The surgeon had asked me many times if I had a trauma in my left eye, which at this point is so thick with cataract I can only see vague shapes - no meaningful vision. I told him I knew of nothing. He cannot get a good look behind the cataract with any machine they have or with a slit lamp as it is so thick. He had told me he would try the traditional surgery but it had at most a 50% chance of succeeding. If not, he would go in and scrape my eye and something else I don't remember, some kind of compensation for muscles too weak to hold up the new lens. Well yesterday I said, "Please get this other thing out so I can see! When can you do it?!" He said, "I'm not going to do it. I'm not touching that eye."
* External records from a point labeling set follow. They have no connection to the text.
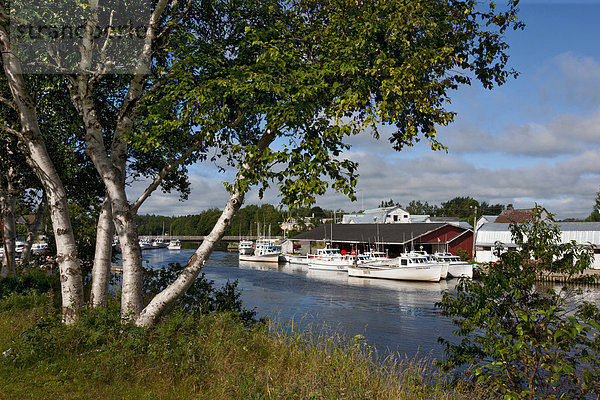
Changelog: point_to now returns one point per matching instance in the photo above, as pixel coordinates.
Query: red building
(393, 238)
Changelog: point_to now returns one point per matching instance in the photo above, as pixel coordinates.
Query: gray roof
(369, 233)
(580, 232)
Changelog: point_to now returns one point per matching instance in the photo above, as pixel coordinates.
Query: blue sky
(536, 139)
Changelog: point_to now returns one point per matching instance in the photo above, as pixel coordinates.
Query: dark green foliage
(244, 223)
(595, 215)
(521, 339)
(461, 207)
(38, 281)
(202, 297)
(463, 254)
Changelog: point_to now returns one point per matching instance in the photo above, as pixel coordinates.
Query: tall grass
(193, 356)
He said I needed a specialist and that Lion's Club would probably not pay for that and even if they did I would probably not get accepted as a patient with no insurance. He is one of the top surgeons in the country so I am somewhat concerned about this. One of the ladies there told me he was very cautious. And they told me no glasses until both eyes are done, but they are going to have to change that as I can't live unable to read! My eyestrain between the new sharp distance vision and the double/blurry vision up close mixed in with an eye that is "way past 20/200" is almost worse in ways than when the cataract was in. I know part of it will be adjusting but I am somewhat blue about it at the moment, particularly since it's not the only serious issue on the board at the moment!
But for today, I have two happy chatty girls all excited about their adventure and for preservation of my spirit and need of more income I have decided to take the plunge after years of longing to try my hand at making sterling silver jewelry with Precious Metal Clay. I so need something new and exciting creatively to give me a spark right now. Can't afford it, but I'm getting the cheapest set-up, no kiln alas, and I hope it pays for itself before too long. I may even start a PMC newbie blog when my stuff comes!
Toss out a prayer for me if you can spare one. I could use all I can get right now.